У него что-то не сработало, не связалось с базой в тот день, когда нас навестили ракетные штурмовики, и тогда он решил подождать. Думаю, теперь у него тоже все готово. Утром перед самым рассветом он нанесет свой удар. За пять минут до старта от этой ракеты останутся одни обломки.
Казалось, какое-то темное знание бродило рядом с их костром и пророчествовало устами друга. Чтобы разрушать этот странный колдовской круг, Глеб проговорил, усмехнувшись:
— Ты можешь противопоставить этому что-нибудь конкретное? Ты можешь что-нибудь предложить? Что-нибудь такое, чего мы не учли, что могли бы сделать и не сделали?
— Да. Мы должны стартовать немедленно — сейчас, когда он этого не ждет.
— Послушай, Юрий, откуда ему может быть известно о времени старта? Только мы с тобой о нем знаем.
— Ты часто говорил мне о своей интуиции, о том, сколько раз она тебя выручала, а сегодня поверь моей: старт надо перенести.
— Ну хорошо. Раз ты так настаиваешь. Теперь давай поспим. У нас в запасе не меньше пяти часов.
Последнюю ночь решили провести в ракете. Глебу удалось заснуть лишь далеко за полночь.
Ему приснился рыцарь в черных доспехах. Он сидел рядом с ним в рубке управления.
— Похоже, у тебя все готово? — спросил рыцарь. — Я надеялся, что ты вовремя остановишься, я предупреждал тебя много раз. Но ты относишься к тем упрямцам, которые готовы пожертвовать жизнью, раз уж они решили перепрыгнуть через пропасть. У тебя нет для этого крыльев. Будь хотя бы реалистом.
Глеб упрямо молчал.
— Ты ведь уже отдал все, что у тебя было. Сначала здоровье в Афгане, потом пожертвовал своей первой настоящей любовью… Ведь ты ею пожертвовал, Глеб, сейчас вы оба могли бы быть далеко отсюда, и только ты виноват в той страшной судьбе, которая выпала на долю твоей любимой. Скажи мне, хотя бы раскаяние ты чувствуешь?
Глеб честно прислушался к себе и не ощутил ничего, кроме той последней, скорбной ярости, оставшейся на долю бойцу, вступившему на дорогу мести, на дорогу, с которой не бывает возврата…
— Ты отдал в чужие руки единственную свою драгоценность — Книгу, которую тебе поручено было хранить. Даже ее ты потерял. Скажи же, наконец, хотя бы самому себе, ради чего были принесены все эти жертвы?

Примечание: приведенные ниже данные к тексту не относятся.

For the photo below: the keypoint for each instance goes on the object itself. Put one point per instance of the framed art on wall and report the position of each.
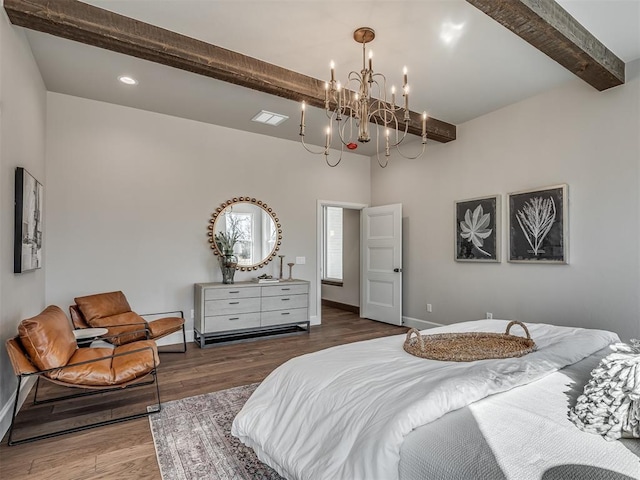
(478, 229)
(27, 253)
(538, 225)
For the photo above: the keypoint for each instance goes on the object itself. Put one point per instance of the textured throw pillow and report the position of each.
(610, 404)
(102, 305)
(48, 338)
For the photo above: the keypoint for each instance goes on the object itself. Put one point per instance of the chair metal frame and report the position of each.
(184, 334)
(93, 390)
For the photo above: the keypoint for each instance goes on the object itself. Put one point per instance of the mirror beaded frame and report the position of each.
(253, 201)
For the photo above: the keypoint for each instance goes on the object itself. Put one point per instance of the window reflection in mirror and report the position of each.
(256, 231)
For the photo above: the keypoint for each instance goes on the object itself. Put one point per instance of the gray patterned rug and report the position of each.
(193, 439)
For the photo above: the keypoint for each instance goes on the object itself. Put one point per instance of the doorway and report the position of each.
(338, 256)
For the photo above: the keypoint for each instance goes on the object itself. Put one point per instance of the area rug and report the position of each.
(193, 439)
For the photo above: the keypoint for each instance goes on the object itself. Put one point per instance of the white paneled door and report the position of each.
(381, 274)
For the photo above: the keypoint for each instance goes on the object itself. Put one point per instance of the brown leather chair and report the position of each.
(45, 347)
(112, 311)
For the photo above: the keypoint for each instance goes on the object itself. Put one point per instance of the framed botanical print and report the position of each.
(477, 229)
(538, 225)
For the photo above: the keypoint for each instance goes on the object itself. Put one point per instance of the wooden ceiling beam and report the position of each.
(550, 28)
(95, 26)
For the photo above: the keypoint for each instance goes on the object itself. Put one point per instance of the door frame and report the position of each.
(319, 226)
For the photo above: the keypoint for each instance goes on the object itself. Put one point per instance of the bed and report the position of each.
(371, 411)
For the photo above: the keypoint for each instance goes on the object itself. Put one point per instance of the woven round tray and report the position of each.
(467, 347)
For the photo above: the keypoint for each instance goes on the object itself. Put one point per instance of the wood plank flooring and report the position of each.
(125, 451)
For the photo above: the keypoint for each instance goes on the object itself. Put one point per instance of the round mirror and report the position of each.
(246, 228)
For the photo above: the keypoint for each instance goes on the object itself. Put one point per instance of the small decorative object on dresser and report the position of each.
(248, 310)
(291, 264)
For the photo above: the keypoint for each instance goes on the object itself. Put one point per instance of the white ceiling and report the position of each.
(462, 64)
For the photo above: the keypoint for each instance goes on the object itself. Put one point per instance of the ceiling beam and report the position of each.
(550, 28)
(95, 26)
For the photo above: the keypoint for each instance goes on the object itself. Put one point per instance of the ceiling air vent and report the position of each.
(269, 118)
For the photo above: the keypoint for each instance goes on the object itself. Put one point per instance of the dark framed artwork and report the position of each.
(478, 229)
(27, 253)
(538, 225)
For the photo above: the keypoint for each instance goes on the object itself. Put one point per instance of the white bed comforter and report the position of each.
(342, 413)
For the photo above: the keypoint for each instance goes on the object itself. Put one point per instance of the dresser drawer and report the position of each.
(231, 292)
(221, 323)
(278, 317)
(284, 289)
(231, 306)
(284, 302)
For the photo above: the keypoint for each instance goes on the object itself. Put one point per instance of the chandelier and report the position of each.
(361, 105)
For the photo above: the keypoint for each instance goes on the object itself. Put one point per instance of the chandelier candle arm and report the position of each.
(424, 125)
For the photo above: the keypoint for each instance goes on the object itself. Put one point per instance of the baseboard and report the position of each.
(341, 306)
(419, 324)
(7, 409)
(175, 338)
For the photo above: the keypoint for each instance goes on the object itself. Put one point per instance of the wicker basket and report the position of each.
(467, 347)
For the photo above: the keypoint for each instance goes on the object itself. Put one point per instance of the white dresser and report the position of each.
(243, 310)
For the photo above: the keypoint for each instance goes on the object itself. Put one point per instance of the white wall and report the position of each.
(574, 135)
(22, 144)
(349, 292)
(130, 194)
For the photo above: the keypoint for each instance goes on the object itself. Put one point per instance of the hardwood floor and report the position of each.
(125, 450)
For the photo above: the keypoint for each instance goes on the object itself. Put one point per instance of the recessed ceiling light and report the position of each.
(269, 118)
(127, 80)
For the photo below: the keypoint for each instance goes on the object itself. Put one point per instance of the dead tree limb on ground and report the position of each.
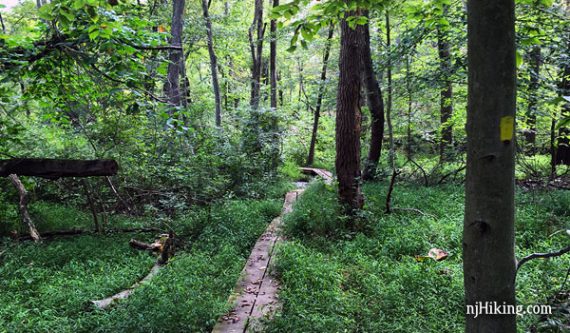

И, не дождавшись ответа, рыцарь закончил:
— Ты даже не знаешь, чего ты хочешь. Ты идешь вперед, не думая о последствиях и не видя цели. Ты из породы тех людей, для кого сама дорога является целью. И ты будешь идти так до самого конца.
Не то вопрос, не то утверждение. Впервые в глубоком, бархатном, идущем со всех сторон голосе послышалась некоторая неуверенность.
— Я хочу твоей гибели, — неожиданно для самого себя ответил Глеб.
— Но это бессмысленно. Зло нельзя уничтожить. Оно бессмертно, и все твои усилия тщетны.
— Убирайся! — прохрипел Глеб, не разжимая губ. — Тебе меня не остановить.
И рыцарь исчез. В покрытый инеем незадраенный иллюминатор светила яркая луна. Туман над болотом рассеялся, и в кабину снаружи пробрался ледяной холод, от которого не мог уберечь даже пуховый спальник.
Часы на его руке показывали половину пятого утра. Пора было будить Крушинского и начинать предстартовую подготовку.